1. Mark Levin, Best-selling Author Never Interviewed by ABC, CBS, or NBC or reviewed by the Times or the Post – Sarah Palin was photographed carrying it at rallies, Michele Bachmann called it “the book of all time,” and Rush Limbaugh predicted conservative college students would clandestinely pass it around in plain brown wrappers.  Levin’s Liberty and Tyranny was the best-selling nonfiction book of the year, spending three months at #1 on the New York Times bestsellers list; Levin also had the best year yet of his radio show, still the fastest-growing in the country.

Honorable Mention: Joe Wilson, Destroyer of Obamacare Illusions – Wilson refused to let Obama get away with lying about illegal immigrants’ not being covered under his health care reform bill; the Democratic denouncement of his “You lie!” outburst resulted in a heated, protracted debate over an issue that was supposedly already settled.

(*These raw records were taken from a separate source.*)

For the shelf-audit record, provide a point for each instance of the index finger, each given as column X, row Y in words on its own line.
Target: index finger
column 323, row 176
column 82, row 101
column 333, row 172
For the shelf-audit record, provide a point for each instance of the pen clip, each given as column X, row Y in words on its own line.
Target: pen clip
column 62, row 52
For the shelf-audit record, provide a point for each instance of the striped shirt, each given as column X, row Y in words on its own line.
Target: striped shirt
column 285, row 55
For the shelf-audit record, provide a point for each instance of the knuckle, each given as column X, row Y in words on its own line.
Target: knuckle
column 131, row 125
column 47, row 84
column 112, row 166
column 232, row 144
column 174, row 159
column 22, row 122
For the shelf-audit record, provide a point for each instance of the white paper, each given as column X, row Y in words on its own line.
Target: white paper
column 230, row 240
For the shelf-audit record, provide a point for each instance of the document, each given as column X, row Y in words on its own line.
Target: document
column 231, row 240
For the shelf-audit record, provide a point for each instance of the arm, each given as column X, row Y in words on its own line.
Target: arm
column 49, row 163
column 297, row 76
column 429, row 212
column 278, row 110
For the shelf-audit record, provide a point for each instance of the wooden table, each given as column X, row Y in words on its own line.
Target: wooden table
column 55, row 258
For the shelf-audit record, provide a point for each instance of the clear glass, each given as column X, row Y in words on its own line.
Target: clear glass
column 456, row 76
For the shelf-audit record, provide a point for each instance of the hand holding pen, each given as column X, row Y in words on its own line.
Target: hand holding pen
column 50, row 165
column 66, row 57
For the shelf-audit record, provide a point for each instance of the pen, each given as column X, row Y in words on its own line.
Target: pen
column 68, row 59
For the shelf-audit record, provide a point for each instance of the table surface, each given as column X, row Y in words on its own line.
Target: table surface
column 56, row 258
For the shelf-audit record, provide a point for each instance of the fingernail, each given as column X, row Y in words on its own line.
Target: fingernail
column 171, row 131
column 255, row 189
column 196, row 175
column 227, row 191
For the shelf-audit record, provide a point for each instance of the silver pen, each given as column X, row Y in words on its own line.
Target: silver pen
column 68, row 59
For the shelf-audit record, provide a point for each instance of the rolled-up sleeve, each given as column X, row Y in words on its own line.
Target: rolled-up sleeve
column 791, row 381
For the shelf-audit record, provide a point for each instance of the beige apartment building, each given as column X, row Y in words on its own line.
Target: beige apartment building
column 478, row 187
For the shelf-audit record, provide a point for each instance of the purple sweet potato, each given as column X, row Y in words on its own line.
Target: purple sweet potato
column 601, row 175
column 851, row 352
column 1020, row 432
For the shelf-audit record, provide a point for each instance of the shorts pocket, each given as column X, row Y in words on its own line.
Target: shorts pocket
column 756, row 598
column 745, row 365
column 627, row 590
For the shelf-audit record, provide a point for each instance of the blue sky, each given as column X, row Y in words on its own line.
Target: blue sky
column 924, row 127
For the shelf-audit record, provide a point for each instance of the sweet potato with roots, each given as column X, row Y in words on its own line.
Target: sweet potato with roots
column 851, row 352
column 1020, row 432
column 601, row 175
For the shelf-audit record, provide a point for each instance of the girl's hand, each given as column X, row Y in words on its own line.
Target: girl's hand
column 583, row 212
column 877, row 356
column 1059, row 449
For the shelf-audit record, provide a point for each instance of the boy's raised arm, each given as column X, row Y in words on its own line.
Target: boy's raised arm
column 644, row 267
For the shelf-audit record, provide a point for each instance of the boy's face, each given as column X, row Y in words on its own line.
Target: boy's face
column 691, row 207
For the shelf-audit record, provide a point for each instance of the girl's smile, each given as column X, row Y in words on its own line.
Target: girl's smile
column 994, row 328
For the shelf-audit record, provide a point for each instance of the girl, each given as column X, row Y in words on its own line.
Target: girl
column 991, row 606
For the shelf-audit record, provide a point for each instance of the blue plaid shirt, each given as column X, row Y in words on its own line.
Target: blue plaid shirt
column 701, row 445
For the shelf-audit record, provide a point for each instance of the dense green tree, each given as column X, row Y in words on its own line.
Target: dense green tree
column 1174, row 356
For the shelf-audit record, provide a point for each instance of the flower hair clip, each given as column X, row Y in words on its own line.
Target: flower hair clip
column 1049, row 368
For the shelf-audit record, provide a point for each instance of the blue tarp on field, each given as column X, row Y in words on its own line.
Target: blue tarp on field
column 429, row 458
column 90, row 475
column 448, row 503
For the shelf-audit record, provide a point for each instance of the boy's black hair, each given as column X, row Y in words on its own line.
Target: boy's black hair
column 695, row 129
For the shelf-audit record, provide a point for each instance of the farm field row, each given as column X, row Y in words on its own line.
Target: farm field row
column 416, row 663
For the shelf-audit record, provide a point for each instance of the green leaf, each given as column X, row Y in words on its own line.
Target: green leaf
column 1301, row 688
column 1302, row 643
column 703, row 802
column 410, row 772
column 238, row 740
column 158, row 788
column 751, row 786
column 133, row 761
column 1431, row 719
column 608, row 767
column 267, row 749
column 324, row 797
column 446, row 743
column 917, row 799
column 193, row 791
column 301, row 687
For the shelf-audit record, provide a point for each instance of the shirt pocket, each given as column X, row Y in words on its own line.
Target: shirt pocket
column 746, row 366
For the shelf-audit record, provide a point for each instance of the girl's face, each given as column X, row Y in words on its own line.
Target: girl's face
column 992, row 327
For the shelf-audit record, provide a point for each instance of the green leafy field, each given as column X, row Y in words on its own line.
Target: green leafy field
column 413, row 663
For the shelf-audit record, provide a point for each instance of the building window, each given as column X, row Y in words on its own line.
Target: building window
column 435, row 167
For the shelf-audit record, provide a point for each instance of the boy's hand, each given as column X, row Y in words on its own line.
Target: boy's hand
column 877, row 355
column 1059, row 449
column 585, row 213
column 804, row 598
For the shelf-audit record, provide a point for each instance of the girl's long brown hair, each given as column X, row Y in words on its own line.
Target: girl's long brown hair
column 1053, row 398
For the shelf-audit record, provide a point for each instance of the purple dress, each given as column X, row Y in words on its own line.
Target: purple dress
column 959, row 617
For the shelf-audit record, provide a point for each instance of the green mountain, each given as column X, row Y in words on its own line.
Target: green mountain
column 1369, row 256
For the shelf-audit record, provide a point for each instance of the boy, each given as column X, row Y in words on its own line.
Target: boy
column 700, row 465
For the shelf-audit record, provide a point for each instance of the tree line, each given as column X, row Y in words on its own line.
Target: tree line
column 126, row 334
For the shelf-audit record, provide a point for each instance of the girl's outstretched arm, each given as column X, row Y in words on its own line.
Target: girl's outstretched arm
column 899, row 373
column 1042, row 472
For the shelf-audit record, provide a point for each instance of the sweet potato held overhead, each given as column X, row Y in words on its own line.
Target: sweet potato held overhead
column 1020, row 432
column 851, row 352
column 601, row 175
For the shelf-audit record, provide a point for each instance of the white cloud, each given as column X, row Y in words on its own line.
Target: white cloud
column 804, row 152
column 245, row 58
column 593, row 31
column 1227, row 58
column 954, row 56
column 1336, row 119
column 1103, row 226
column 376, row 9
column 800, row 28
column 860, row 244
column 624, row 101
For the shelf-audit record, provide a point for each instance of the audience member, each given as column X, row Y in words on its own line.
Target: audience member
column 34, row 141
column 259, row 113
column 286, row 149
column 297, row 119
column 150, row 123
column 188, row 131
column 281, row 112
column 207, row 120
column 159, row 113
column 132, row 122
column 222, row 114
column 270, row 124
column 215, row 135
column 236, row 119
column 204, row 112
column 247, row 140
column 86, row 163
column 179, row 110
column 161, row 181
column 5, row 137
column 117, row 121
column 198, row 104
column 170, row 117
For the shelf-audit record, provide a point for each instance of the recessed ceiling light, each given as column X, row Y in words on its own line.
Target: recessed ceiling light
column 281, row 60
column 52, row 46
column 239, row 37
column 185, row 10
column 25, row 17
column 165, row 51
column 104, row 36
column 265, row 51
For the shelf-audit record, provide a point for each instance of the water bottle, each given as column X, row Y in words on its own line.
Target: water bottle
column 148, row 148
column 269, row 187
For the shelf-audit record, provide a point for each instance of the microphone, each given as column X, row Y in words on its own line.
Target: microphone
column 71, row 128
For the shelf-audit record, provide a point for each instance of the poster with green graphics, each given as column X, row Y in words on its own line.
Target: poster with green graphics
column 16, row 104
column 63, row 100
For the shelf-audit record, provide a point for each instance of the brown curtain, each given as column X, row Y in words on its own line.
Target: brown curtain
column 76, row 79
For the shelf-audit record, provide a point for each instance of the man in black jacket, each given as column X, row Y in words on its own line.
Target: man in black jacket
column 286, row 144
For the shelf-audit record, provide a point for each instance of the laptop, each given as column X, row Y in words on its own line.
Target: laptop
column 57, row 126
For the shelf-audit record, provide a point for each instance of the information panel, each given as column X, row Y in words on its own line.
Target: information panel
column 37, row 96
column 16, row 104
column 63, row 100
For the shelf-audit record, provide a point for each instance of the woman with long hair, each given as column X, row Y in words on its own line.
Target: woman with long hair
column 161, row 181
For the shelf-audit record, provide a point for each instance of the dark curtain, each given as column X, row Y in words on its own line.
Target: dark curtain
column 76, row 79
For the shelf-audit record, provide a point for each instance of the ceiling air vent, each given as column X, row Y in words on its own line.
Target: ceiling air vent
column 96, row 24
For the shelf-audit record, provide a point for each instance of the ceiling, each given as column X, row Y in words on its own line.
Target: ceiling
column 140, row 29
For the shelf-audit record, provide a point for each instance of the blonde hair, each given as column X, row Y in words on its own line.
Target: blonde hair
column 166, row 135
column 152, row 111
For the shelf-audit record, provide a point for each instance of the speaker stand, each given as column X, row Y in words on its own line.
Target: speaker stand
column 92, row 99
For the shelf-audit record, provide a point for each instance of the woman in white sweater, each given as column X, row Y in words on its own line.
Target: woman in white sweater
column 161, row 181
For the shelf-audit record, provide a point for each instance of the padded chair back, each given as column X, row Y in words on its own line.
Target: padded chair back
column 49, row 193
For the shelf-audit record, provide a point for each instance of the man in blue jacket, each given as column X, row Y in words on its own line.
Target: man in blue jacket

Ineligible, but Fought the Good Fight: Joe Lieberman, Obamacare Obstructionist – He’s not reliable—he marched three miles to the Capitol on the Sabbath to vote for a $2 trillion spending bill, after all—but this Independent Democrat stalled health care “reform” almost long enough to push the Senate’s deliberations into the no-man’s land of a midterm election year.

Special Award: Jake Tapper, Reporter So Ruthless in Investigating Obama You Couldn’t Tell What Party He Belonged To – From uncovering Tom Daschle’s unpaid taxes to investigating the President’s phony stimulus spending claims, Tapper deservedly ended the year at the top of Mediaite’s list of most influential journalists in the country.